Almost four in 10 mortgage holders are going to receive a crash course in the economics of rising interest rates.
They’ll have to renew their mortgage during the next two years, which means they’ll be exposed to the most substantial interest rate increases in decades. Their payments will likely rise on renewal, which means adjustments in their household spending.
This statistic is offered not to scare you, but rather to show how nuanced the interest rate threat is. Just over half of mortgage holders will renew in between two and five years. Many of these people will find rates coming down from peak levels by the time of their renewal, which means they’re under no immediate threat.
The Bank of Canada increased its trendsetting overnight rate Wednesday by 0.5 of a percentage point to 1 per cent and there are economists who forecast a peak of as much as 2.5 per cent later this year or in 2023. Rising rates are going to be with us for a while – how vulnerable are you?
Find out right now, and then take action if needed. Every stressed-out borrower should be looking right now for cash to pay down their debts, thereby reducing their vulnerability to rising rates.
The most vulnerable borrowers are those who have a big balance on a home equity line of credit. HELOCs require a minimum monthly payment of interest only, which suggests they’re flexible and easy to manage. But every increase in the overnight rate is promptly reflected in the cost of carrying a HELOC.
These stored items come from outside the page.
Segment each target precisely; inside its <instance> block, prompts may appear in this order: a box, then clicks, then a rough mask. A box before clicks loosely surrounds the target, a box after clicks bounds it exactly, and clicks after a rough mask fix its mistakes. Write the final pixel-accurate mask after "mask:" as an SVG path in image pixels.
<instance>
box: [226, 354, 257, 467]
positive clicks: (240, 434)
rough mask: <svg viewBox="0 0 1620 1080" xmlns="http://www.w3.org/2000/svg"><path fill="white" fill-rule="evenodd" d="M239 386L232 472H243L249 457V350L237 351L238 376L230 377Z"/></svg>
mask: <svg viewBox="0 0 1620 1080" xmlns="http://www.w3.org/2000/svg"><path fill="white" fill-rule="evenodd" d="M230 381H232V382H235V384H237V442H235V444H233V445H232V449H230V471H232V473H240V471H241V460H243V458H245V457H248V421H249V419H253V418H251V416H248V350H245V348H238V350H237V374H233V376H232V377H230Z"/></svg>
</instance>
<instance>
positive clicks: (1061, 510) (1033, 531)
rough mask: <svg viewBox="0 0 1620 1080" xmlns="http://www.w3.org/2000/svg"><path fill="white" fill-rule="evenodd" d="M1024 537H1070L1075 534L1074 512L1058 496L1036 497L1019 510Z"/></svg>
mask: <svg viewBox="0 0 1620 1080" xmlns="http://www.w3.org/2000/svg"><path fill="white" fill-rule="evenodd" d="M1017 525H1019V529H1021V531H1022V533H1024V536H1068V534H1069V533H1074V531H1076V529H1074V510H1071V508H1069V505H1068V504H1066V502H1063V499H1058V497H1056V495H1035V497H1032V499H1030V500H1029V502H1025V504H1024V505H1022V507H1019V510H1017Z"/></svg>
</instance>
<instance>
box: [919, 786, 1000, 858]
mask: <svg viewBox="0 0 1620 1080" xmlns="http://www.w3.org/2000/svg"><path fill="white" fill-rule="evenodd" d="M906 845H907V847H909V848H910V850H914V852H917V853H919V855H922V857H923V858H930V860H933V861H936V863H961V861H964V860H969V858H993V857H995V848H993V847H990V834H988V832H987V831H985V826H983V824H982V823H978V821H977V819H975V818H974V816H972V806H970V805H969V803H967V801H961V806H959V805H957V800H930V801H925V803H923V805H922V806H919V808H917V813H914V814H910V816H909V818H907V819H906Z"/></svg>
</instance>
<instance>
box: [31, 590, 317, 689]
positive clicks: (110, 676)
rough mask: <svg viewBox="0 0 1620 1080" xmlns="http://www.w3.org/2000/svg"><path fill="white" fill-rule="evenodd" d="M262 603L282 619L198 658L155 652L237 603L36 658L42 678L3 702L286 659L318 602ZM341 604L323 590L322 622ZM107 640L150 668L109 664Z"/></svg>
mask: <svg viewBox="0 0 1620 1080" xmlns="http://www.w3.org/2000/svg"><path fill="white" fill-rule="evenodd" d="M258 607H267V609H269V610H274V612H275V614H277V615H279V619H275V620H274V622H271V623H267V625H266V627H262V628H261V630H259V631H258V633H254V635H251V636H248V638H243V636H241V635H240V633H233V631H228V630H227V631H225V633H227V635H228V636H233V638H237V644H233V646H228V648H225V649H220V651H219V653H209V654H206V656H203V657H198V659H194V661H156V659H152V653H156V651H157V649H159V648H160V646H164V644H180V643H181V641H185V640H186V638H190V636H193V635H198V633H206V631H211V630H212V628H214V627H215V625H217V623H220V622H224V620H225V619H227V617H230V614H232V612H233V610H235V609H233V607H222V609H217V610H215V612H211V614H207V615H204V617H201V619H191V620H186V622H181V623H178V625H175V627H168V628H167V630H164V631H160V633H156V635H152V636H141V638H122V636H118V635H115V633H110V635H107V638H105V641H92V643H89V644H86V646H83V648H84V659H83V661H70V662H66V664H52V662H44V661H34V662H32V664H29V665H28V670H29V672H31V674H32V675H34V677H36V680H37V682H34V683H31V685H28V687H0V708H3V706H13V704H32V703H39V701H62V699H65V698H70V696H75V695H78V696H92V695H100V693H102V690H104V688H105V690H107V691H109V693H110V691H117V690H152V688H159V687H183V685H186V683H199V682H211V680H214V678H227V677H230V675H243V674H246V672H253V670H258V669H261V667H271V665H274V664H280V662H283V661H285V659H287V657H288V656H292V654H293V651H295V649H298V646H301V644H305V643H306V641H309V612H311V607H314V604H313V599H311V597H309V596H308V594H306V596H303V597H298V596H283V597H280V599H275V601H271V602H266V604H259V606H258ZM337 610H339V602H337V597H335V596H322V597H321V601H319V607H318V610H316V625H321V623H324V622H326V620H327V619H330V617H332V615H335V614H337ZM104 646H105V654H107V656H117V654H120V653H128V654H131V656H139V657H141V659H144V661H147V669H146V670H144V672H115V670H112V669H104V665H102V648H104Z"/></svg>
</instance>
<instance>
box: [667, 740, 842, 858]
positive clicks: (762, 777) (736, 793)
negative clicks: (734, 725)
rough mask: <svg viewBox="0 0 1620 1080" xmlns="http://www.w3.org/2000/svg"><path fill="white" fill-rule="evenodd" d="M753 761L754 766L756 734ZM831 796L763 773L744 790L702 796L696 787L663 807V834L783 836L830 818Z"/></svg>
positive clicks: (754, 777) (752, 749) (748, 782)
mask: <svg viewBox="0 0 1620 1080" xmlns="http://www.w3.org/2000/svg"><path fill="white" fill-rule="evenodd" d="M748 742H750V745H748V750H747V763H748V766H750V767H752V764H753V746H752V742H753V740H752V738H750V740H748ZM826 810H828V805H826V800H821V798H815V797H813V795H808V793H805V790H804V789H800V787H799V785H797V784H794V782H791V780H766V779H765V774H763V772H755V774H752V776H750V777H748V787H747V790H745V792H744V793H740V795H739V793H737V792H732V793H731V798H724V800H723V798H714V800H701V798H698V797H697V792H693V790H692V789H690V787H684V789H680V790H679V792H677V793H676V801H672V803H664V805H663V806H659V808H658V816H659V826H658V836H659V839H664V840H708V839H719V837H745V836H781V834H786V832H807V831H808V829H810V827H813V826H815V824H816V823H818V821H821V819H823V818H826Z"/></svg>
Interest rate increases hit you hard and fast when you have a HELOC and, in some cases, a variable-rate mortgage. It all depends on your lender – some pass through rate increases instantly on variable-rate mortgages, which means higher payments. Others leave your payments alone and instead direct more money to interest instead of principal. In the background, the date on which your mortgage is paid in full gets pushed off further into the future.
Fixed-rate mortgages are much more influenced by the rate on bonds issued by the federal government, which have been moving higher lately along with the Bank of Canada’s overnight rate.
In the recently released Semi-Annual State of the Housing Market report from Mortgage Professionals Canada, 26 per cent of respondents said they had a variable-rate mortgage, 66 per cent had a fixed rate and the rest had a hybrid mortgage or didn’t know.
Overall, 37 per cent of respondents said they will renew in the next two years and 51 per cent said renewal will happen in between two and five years. Presumably, others will renew in more than five years.
With a fixed-rate mortgage, a far-off renewal date gives you some breathing room. Rising interest rates have a tendency of working too well, resulting in an economic slowdown that starts a cycle of rate declines.
Beyond mortgages and HELOCs, consider how your vehicle needs will expose you to higher rates. If you plan to buy a new car or SUV, you’ll find that the zero per cent financing so common a couple of years ago has been replaced with financing rates of as much as 4 to 6 per cent for popular cars and SUVs.
Postsecondary students with floating-rate loans will also face higher borrowing costs in the future. Note that the accumulation of interest under the Canada Student Loans program has been suspended until March 31, 2023, as part of the federal government’s pandemic support. Rates could be a fair bit higher when that date arrives.
If you’re stressed about rising rates, the proven way to reduce your vulnerability is to pay down your debt. Start with your highest-rate debt and work down. Credit card interest rates aren’t affected by what the Bank of Canada does, but they’re astronomically high and thus a priority.
Paying down debt obviously isn’t an option for people who are already stretched financially as a result of the pandemic. But billions of dollars have been parked in savings by people who didn’t spend up to their usual levels during COVID-19 lockdowns.
Using some of this cash to reduce debt is smart personal finance. Don’t be troubled by people telling you it’s better to use that money to invest. Investing doesn’t produce guaranteed results, but debt reduction most certainly does.